Ansiedad en el deporte

¿Puede un deportista de alto rendimiento sentir ansiedad?

La respuesta es sí, un deportista de alto rendimiento puede sentir ansiedad aunque esté acostumbrado a enfrentar competencias en las cuales debe explotar sus recursos al máximo. Sin embargo, la mayoría del tiempo este problema no se dimensiona ni se visibiliza ya que se da por hecho su pertenencia a una rutina.
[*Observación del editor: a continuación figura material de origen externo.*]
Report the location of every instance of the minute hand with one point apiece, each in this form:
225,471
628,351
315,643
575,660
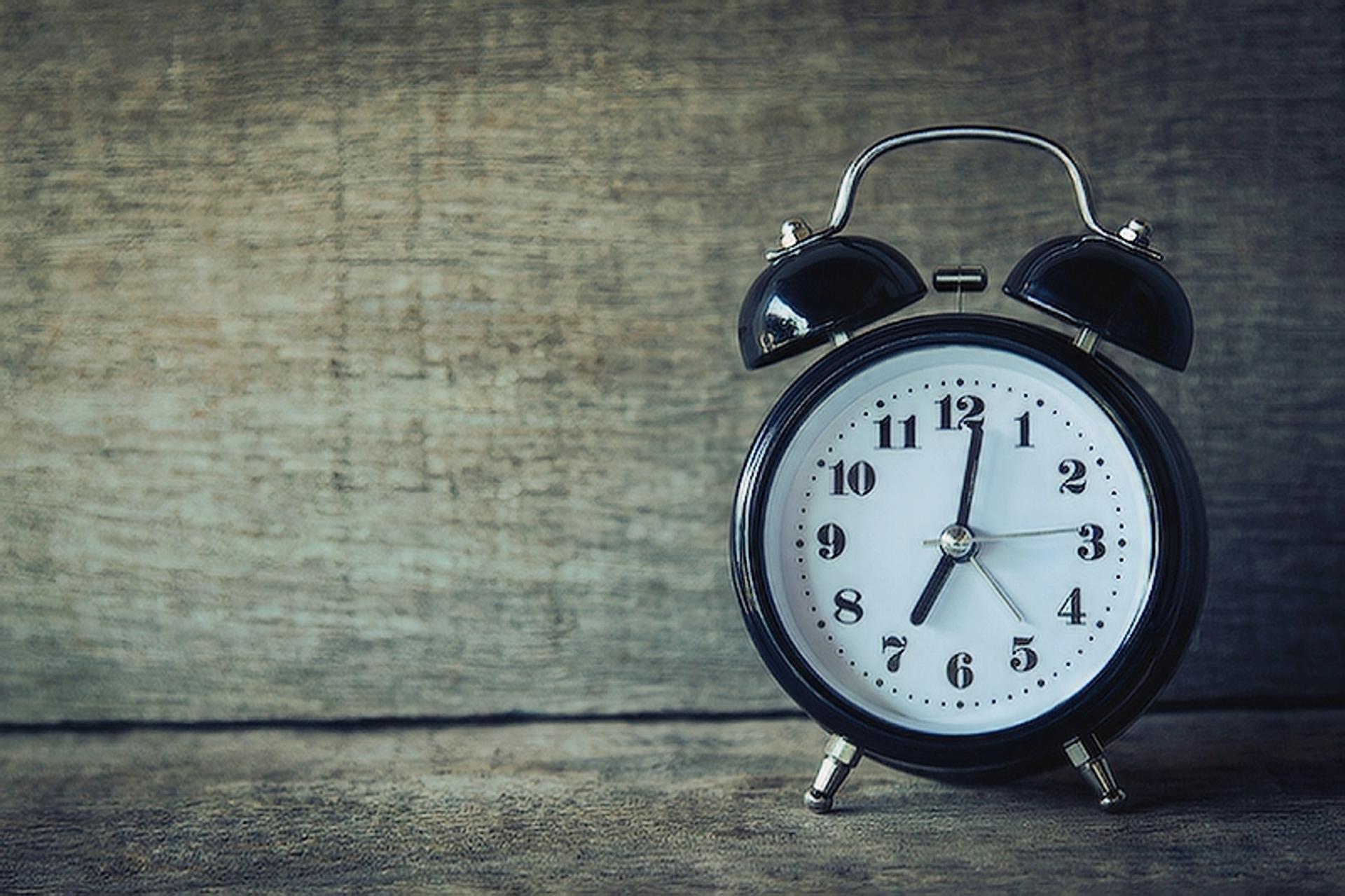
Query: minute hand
934,542
969,476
Origen de la ansiedad deportiva

Una competencia puede ser vista de diversas maneras, por lo que de ello dependerá el nivel de ansiedad que provoca. Es decir, para algunos competidores será un desafío, pero para otros podría significar una amenaza; en ambos casos se desencadena una serie de síntomas propios de la ansiedad que – dependiendo del nivel – impacta negativa o positivamente su desempeño.

Ahora bien, la ansiedad deportiva se produce por la interacción de varios factores como:

 

Personales – situacionales

En este sentido pueden involucrarse temas tan sensibles como la autoestima por lo que el competidor se siente no motivado, no preparado, inseguro o muy nervioso ante la situación que debe enfrentar. En consecuencia, su rendimiento puede ser el no esperado ya que, además, está valorando su éxito profesional, su peso social, su economía, prestigio, entre otros.

 

Percepción del rival

Esto se da en la etapa precompetitiva debido a que se tiene incertidumbre y expectativas sobre el contrincante. Las preocupaciones habituales en relación con esto son qué tan hábil es respecto a la actividad a desempeñar y respecto a uno mismo.

 

Público

Quienes se enfrentan al escrutinio público tienden a experimentar una fuerte presión que desencadena ansiedad y estrés. Sin embargo, no sólo es por las expectativas del público en general, sino que pueden ser incluso las de sus seres queridos, colegas o el contrincante lo que lo lleva a sentir gran preocupación y no lo deja concentrar.

 

Manifestaciones de la ansiedad

En el grueso de las ocasiones se confunde el estado de vigilancia o alerta con la ansiedad precompetencia, una situación desencadenada por la percepción de desigualdad entre la destreza y la habilidad del deportista en relación con el otro. Este padecimiento ocurre durante las 24 horas previas al evento.

En el periodo de precompetencia se suelen experimentar síntomas en 5 formas:

  • Físicos, como malestar estomacal, temblores, sudoración.
  • Sentimientos de incapacidad, es decir, no hay una sensación de seguridad sobre la preparación que se ha tenido.
  • Miedo al fracaso, asociado a la incertidumbre sobre el contrincante y el evento deportivo.
  • Sentimientos de culpabilidad cuando no se ha hecho nada que quebrante las reglas ni ponga en peligro a los competidores.
  • Ausencia de control por pensamientos mágicos como “sentir mala suerte”.

 

Ciclo vicioso

Ante una situación de estrés por competencia, el organismo libera adrenalina que desencadena los primeros síntomas de ansiedad; al notarlos, el deportista comienza a tener un temor a ellos por su predisposición a que lo perjudiquen o paralice; ese temor hace que los síntomas empeoren aún más y, finalmente, inconscientemente se aprende a asociar los síntomas negativos con una situación de estrés competitivo particular.

Por lo tanto, los síntomas asociados a la disminución del rendimiento, aumenta la preocupación y – a su vez- la propia ansiedad; lo anterior genera un círculo vicioso en el que en ocasiones el deportista se queda anclado.